Which will output 5;

But it doesn't work with objects/properties. Is there a way to make this code work?

<?php

class FooBar
{
 public $foo;
 public $bar;

 public function __construct()
 {
  $this->foo = 'foo';
  $this->bar = 'bar';
 }
}

$FooBar = new FooBar();

$str = 'FooBar->foo';

echo $$str;

Answer 1

This might be close:

class FooBar
{
 public $foo;
 public $bar;

 public function __construct()
 {
  $this->foo = 'foo';
  $this->bar = 'bar';
 }
}

$FooBar = new FooBar();

$str = 'FooBar->foo';
list($class,$attribute) = explode('->',$str);

echo $$class->{$attribute};

Answer 2

class FooBar
{
 public $foo;
 public $bar;

 public function __construct()
 {
  $this->foo = 'foo';
  $this->bar = 'bar';
 }
 public function getFoo()
 {
  return $this->foo;
 }
}
$fb = new FooBar();
$classname = "fb";
$varname = "bar";

echo call_user_func(array($fb, "getFoo")); // output "foo"
echo call_user_func(array($$classname, "getFoo")); // same here: "foo"
echo $$classname->{$varname}; // "bar"

See call_user_func manual. Also you can access properties like this: $fb->{$property_name}.

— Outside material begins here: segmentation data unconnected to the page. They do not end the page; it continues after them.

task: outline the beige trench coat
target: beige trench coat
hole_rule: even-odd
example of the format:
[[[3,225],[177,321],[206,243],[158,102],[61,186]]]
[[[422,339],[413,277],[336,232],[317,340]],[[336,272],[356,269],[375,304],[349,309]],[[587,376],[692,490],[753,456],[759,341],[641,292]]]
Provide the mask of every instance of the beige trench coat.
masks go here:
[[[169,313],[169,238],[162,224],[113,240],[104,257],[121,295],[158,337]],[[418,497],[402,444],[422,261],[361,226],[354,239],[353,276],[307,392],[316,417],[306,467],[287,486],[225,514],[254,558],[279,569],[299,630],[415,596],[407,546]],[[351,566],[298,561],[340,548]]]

Also there is magic method __get which you can use to work with properties that do not even exist.

Answer 3

It is not possible to do

$str = 'FooBar->foo'; /* or */ $str = 'FooBar::foo';
echo $$str;

because PHP would have to evaluate the operation to the object or class first. A variable variable takes the value of a variable and treats that as the name of a variable. $FooBar->foo is not a name but an operation. You could do this though:

$str = 'FooBar';
$prop = 'foo';
echo $$str->$prop;

From PHP Manual on Variable Variables:

Class properties may also be accessed using variable property names. The variable property name will be resolved within the scope from which the call is made. For instance, if you have an expression such as $foo->$bar, then the local scope will be examined for $bar and its value will be used as the name of the property of $foo. This is also true if $bar is an array access.

Example from Manual:

class foo {
    var $bar = 'I am bar.';
}

$foo = new foo();
$bar = 'bar';
$baz = array('foo', 'bar', 'baz', 'quux');
echo $foo->$bar . "\n";
echo $foo->$baz[1] . "\n";

Both echo calls will output "I am bar".